Кушакова: — У тебя дома ребёнок голодный, а ты юродствуешь!
Малаева: — Мой ребенок: хочу — кормлю, хочу — нет!
— Елена Павловна. Я ведь в автомобилях дока. И профилактику, и любой ремонт.
— Я знаю. Вы великий народный умелец.
— Так что для вас я всё сделаю. Бесплатно, конечно.
— Спасибо.
— Да я ваш чахлый «Москвичонок» в «Мерседес» превращу!
— Спасибо, но ведь мое выступление ничего не изменит.
— А это вне зависимости.
Сидорин: — Пожалуйста, родные мои, признайтесь, кто совершил этот разбой, будет хуже, мои серебряные.
Малаева: — Ну я заперла. Я. Ну легче вам от этого?
Сын Милосердова: — Сильна малышка.
Сидорин: — Вы понимаете, что вы говорите? Вы! Вы понимаете или нет? Я заперла дверь!
Аникеева: — Болтает, успокойтесь.
Кушакова: — Зачем вы это сделали? Вас же не исключили?
Малаева: — Вам, боюсь, этого не понять!
Аникеева: — Товарищи, у нас тут страшная недоработка. Страшная! Нужно было просмотреть личное дело каждого. Спасибо вам, товарищ Малаева.
Сын Милосердова: — Вы распоясались.
Малаева: — Пожалуйста.
Аникеева: — ... за своевременный сигнал. Вот только теперь я поняла, как вы правильно поступили, заперев дверь! Товарищи! Мы совершили грубейшую, я бы просто сказала бы, политическую ошибку…
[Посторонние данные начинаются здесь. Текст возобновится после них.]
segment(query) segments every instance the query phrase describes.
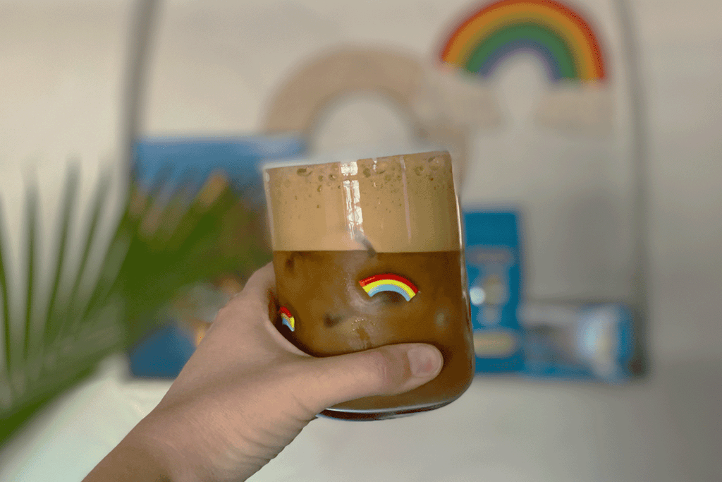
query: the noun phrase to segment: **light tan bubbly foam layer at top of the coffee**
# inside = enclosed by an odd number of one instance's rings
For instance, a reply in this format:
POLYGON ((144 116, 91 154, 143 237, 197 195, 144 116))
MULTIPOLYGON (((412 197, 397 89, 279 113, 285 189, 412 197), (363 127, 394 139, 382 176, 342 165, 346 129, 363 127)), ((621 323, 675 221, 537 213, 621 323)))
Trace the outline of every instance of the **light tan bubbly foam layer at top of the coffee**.
POLYGON ((448 152, 264 171, 276 251, 460 249, 448 152))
Якубов: — Хорошо. Но как вы думаете всё это исправлять?
Товарищи! Я не настолько глупа, чтобы в обществе таких благородных людей держать при себе ключи.
— Товарищи! Вы же видите: единственный способ предотвратить рукопашную — это предоставить мне слово.
— Какое ещё слово?! Зачем, господи?! Где ключ? Ключ где, паршивая моя?